Mais arrivée au pouvoir, la nouvelle présidente du Conseil italien a rapidement compris qu’il fallait rassurer sans renier son identité, gouverner avec ses alliés sans les laisser prendre le dessus, parler aux marchés sans abandonner son électorat et s’imposer à Bruxelles sans entrer en guerre avec l’Europe. Bref, il fallait rassurer trois interlocuteurs essentiels : les marchés financiers, Bruxelles et Washington.
Ainsi, sur le plan financier, même si la croissance reste faible – la Commission européenne prévoit une progression du PIB de seulement 0,5 % en 2026 et 0,6 % en 2027 -, et en dépit d’une dette publique qui demeure extrêmement élevée et devrait atteindre 139,2 % du PIB en 2027, le gouvernement Meloni a réussi à donner aux marchés financiers l’impression d’une certaine discipline budgétaire. Le déficit public devrait passer de 3,1 % du PIB en 2025 à 2,9 % en 2026.
Meloni peut également mettre en avant l’amélioration de l’emploi. Son gouvernement revendique plus d’un million de nouveaux emplois stables depuis son arrivée au pouvoir, même si l’opposition conteste la lecture politique de ces chiffres.
Avec l’Union européenne, elle a adopté une stratégie beaucoup plus pragmatique qu’idéologique. Plutôt que d’affronter frontalement Bruxelles, elle a cherché à peser à l’intérieur du système européen.
Enfin, avec Washington, Giorgia Meloni a réussi à établir une relation privilégiée avec Donald Trump en combinant proximité idéologique, habileté diplomatique et pragmatisme politique ; les deux dirigeants partagent une même sensibilité sur l’immigration, la souveraineté nationale et les valeurs conservatrices… ce qui a rapidement favorisé leur rapprochement.
Meloni a surtout compris qu’avec Trump, la relation personnelle compte autant que les rapports de force diplomatiques. En privilégiant le dialogue et en évitant les affrontements publics, elle a gagné la confiance du président américain sans renoncer pour autant aux intérêts italiens.

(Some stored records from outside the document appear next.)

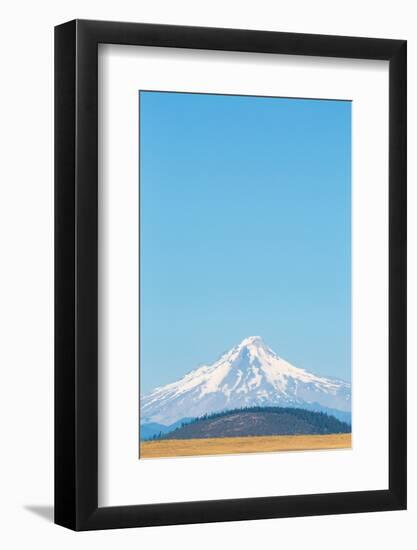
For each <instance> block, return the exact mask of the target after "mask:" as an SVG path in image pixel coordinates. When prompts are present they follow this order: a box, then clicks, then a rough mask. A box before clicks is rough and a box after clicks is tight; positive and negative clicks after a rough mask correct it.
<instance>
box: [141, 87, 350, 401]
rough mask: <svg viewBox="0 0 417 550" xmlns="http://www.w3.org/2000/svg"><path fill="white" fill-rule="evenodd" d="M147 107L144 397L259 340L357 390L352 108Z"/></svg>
mask: <svg viewBox="0 0 417 550" xmlns="http://www.w3.org/2000/svg"><path fill="white" fill-rule="evenodd" d="M139 98H140V217H141V220H140V245H141V249H140V262H141V266H140V274H141V281H140V287H141V288H140V315H141V323H140V327H141V328H140V331H141V334H140V360H141V393H144V392H147V391H149V390H150V389H152V388H153V387H155V386H158V385H163V384H166V383H168V382H173V381H174V380H177V379H178V378H180V377H182V376H183V375H184V374H185V373H186V372H188V371H190V370H192V369H194V368H196V367H197V366H199V365H201V364H210V363H212V362H213V361H214V360H216V359H217V358H218V357H219V356H220V355H221V353H222V352H224V351H226V350H228V349H229V348H231V347H233V346H234V345H236V344H238V343H239V342H240V341H241V340H242V339H243V338H245V337H247V336H252V335H260V336H262V337H263V339H264V341H265V342H266V343H267V344H268V345H269V346H270V347H271V348H272V349H273V350H274V351H275V352H276V353H278V355H280V356H282V357H283V358H284V359H286V360H288V361H290V362H291V363H292V364H294V365H295V366H297V367H300V368H305V369H307V370H310V371H312V372H314V373H316V374H322V375H330V376H335V377H339V378H343V379H345V380H348V381H350V376H351V374H350V361H351V354H350V344H351V342H350V338H351V334H350V286H351V279H350V271H351V254H350V247H351V237H350V232H351V227H350V223H351V221H350V217H351V103H350V102H347V101H326V100H304V99H284V98H260V97H244V96H221V95H209V94H185V93H158V92H140V94H139Z"/></svg>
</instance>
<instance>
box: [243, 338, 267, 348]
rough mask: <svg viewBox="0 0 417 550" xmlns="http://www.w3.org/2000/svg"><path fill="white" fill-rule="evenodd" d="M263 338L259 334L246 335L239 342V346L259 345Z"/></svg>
mask: <svg viewBox="0 0 417 550" xmlns="http://www.w3.org/2000/svg"><path fill="white" fill-rule="evenodd" d="M263 343H264V342H263V340H262V338H261V336H248V337H247V338H244V339H243V340H242V341H241V342H240V344H239V347H243V346H250V345H260V344H263Z"/></svg>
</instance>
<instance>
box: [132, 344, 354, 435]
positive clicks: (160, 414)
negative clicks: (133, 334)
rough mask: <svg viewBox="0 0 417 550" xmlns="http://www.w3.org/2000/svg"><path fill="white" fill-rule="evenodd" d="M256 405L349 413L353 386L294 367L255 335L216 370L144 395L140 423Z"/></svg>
mask: <svg viewBox="0 0 417 550" xmlns="http://www.w3.org/2000/svg"><path fill="white" fill-rule="evenodd" d="M257 405H261V406H283V407H288V406H293V407H305V408H309V409H316V410H320V409H324V410H326V409H337V410H339V411H346V412H349V411H350V407H351V386H350V384H349V383H347V382H344V381H342V380H338V379H335V378H324V377H320V376H316V375H314V374H312V373H310V372H307V371H306V370H303V369H299V368H297V367H294V366H293V365H291V364H290V363H288V362H287V361H285V360H284V359H282V358H281V357H278V355H277V354H276V353H275V352H274V351H272V350H271V349H270V348H269V347H268V346H267V345H266V344H265V343H264V342H263V340H262V338H261V337H259V336H250V337H249V338H245V339H244V340H242V342H241V343H240V344H239V345H238V346H235V347H234V348H232V349H231V350H230V351H228V352H227V353H225V354H223V355H222V356H221V357H220V359H218V360H217V361H216V362H215V363H213V364H212V365H203V366H201V367H199V368H197V369H195V370H193V371H191V372H189V373H188V374H186V375H185V376H184V377H183V378H181V379H180V380H178V381H177V382H173V383H171V384H167V385H166V386H161V387H159V388H155V389H154V390H153V391H151V392H150V393H149V394H147V395H144V396H142V397H141V423H148V422H158V423H160V424H165V425H168V424H172V423H173V422H176V421H178V420H180V419H182V418H186V417H187V418H191V417H198V416H201V415H203V414H206V413H212V412H217V411H223V410H229V409H236V408H240V407H253V406H257Z"/></svg>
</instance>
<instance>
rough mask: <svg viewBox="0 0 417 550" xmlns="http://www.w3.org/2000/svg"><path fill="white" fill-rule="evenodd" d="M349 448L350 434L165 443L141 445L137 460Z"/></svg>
mask: <svg viewBox="0 0 417 550" xmlns="http://www.w3.org/2000/svg"><path fill="white" fill-rule="evenodd" d="M351 446H352V435H351V434H333V435H274V436H261V437H224V438H212V439H166V440H160V441H144V442H142V443H141V444H140V458H162V457H175V456H201V455H229V454H238V453H265V452H277V451H307V450H314V449H316V450H318V449H346V448H350V447H351Z"/></svg>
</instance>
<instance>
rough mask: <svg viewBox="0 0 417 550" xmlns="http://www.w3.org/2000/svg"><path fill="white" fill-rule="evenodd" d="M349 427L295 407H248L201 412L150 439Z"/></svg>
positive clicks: (261, 432) (276, 432)
mask: <svg viewBox="0 0 417 550" xmlns="http://www.w3.org/2000/svg"><path fill="white" fill-rule="evenodd" d="M350 431H351V426H350V424H348V423H346V422H342V421H340V420H338V419H337V418H335V417H334V416H331V415H328V414H326V413H324V412H315V411H309V410H307V409H300V408H295V407H248V408H241V409H234V410H230V411H224V412H220V413H213V414H210V415H204V416H202V417H200V418H196V419H194V420H191V421H189V422H188V423H187V422H181V424H180V425H179V426H178V427H177V428H175V429H173V430H170V431H166V432H164V433H162V432H161V433H159V434H157V435H154V436H153V437H152V439H203V438H216V437H248V436H270V435H324V434H338V433H350Z"/></svg>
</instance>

Cette proximité sert d’ailleurs les deux dirigeants. Trump voit en Meloni une alliée européenne fiable et capable de parler à Bruxelles. Meloni, elle, utilise son accès privilégié à Washington pour renforcer le poids de l’Italie sur la scène européenne.
Maîtrise de la communication
Tertio : Giorgia Meloni a fait de la communication une véritable arme politique. Son premier atout ? Un langage simple, direct et facilement identifiable, qui lui permet de parler à son électorat sans passer par les codes traditionnels de la politique.
Elle soigne également son image, cultivant une proximité calculée avec les Italiens, tout en multipliant les apparitions sur les réseaux sociaux. Meloni sait surtout imposer ses propres thèmes et transformer chaque prise de parole en séquence politique. Même lorsqu’elle est critiquée, elle cherche à reprendre l’initiative et à occuper l’espace médiatique. Une stratégie qui lui permet de rester visible, lisible et politiquement incontournable. Du grand art.